4. **Lineage:** link every index doc to S3 URIs + dataset/version (DVC hash); store in W\&B artifact metadata for cross-traceability.

**Validation / testing hooks**

* **Round-trip** validation: sample index doc → fetch S3 assets and confirm existence & timestamp alignment.
* **OpenSearch mapping tests** and ingestion success; shard/replica health alarms.

**Output & storage**

* **Glue Catalog**: structured tables for analytics (Athena/Redshift).
* **OpenSearch**: `scenes-*`, `clips-*` indices with tag + vector fields.

---

### 5) Map & Weather Enrichment (context joins)

**Trigger**

* After Metadata & Indexing, or nightly backfill (new map/weather drops).

**Inputs**

* Silver time-series + scene windows; map & weather sources.

**Steps (with guardrails)**

1. **Map layers:** ingest **OpenStreetMap Daylight** (or vendor tiles) and road attributes into S3/Glue; enable **Athena** joins on road class, intersection type, speed limits where available.
2. **Weather join:** pull historical weather and join by geo/time window to attach precipitation, visibility, wind.
3. **Geospatial ops:** EMR/Spark or Athena SQL to spatially snap GPS traces to road segments; cache per-segment summaries in **DynamoDB** for fast lookups.
4. **Persist enrichment:** write **Gold** tables: `scenes_enriched` with map class, intersection semantics, speed-limit context, weather tags.
5. **Index update:** push enriched tags to **OpenSearch** (e.g., `weather=rain`, `road_class=urban_primary`) to power scenario search.

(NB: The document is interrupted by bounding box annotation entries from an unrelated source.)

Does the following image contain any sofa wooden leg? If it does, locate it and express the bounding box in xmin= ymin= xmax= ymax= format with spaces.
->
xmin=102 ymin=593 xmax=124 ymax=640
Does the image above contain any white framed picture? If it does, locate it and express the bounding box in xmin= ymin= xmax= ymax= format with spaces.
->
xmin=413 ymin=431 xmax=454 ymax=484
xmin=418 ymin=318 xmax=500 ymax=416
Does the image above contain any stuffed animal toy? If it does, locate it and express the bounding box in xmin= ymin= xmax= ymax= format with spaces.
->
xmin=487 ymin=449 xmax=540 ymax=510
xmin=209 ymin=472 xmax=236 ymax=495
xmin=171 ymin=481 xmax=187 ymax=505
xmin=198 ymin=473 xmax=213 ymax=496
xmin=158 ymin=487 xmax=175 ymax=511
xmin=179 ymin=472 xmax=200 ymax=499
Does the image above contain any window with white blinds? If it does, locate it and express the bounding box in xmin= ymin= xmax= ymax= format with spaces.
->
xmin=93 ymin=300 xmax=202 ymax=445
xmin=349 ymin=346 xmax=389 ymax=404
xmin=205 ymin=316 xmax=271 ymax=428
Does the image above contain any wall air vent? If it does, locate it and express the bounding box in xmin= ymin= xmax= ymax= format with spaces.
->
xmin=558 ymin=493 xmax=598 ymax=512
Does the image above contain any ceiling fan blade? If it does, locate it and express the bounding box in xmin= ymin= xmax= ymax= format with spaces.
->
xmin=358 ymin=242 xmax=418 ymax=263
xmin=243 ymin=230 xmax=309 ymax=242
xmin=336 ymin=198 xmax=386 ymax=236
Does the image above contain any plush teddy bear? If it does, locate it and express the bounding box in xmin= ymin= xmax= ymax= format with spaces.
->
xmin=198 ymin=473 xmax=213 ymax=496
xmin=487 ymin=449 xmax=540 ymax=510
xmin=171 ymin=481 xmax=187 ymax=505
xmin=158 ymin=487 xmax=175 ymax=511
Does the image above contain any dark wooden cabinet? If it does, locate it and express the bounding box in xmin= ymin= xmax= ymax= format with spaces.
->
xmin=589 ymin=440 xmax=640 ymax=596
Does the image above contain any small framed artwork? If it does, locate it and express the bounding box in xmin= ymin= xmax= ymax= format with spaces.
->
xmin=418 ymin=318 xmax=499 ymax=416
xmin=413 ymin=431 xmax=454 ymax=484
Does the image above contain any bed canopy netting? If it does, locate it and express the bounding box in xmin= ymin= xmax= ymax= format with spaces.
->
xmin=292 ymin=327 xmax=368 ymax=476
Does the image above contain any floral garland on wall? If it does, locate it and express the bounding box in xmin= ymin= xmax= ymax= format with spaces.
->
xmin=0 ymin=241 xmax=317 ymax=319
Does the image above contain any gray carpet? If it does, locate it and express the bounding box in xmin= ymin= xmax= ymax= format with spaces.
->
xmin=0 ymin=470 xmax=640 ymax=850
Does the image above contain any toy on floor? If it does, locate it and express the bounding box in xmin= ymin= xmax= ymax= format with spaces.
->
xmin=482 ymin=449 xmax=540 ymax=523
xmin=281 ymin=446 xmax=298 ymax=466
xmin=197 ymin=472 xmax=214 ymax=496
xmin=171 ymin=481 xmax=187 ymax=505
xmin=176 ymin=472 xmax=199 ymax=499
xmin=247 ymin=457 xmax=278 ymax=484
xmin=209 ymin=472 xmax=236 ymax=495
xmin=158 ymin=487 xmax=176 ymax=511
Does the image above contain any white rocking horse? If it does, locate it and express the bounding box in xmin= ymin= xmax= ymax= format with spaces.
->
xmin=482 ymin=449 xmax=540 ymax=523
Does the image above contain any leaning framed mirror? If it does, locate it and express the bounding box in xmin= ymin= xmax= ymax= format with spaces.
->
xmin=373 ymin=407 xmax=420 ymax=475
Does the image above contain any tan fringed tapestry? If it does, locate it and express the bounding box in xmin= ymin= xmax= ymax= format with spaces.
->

**Validation / testing hooks**

* **Temporal tolerance tests** for weather joins (±X minutes).
* **Map snap QA**: % points snapped, max offset thresholds; sampled visual verification.
* **Athena smoke** on Gold tables.

**Output & storage**

* **S3 Gold**: `.../gold/scenes_enriched/` (Parquet/ Iceberg), Glue tables.
* **OpenSearch** indices updated with enrichment facets.
* **DynamoDB** cache for hot segment/weather joins.

---

#### Tooling & Services

* **ADDF** reference architecture for ingest → validate → extract → detect scenes → catalog/index.
* **AWS IoT FleetWise/IoT Core/Kinesis/Firehose** for telemetry ingest.
* **DataSync / Snowball Edge / Direct Connect** for bulk movement.
* **S3 + Glue Data Catalog + Athena** for lakehouse tables/SQL.
* **Batch/ECS/EMR** for conversion & Spark jobs (rosbag→Parquet, scene detection).
* **OpenSearch (k-NN optional)** for scenario & similarity search.
* **Rekognition + OpenCV** for privacy blurring.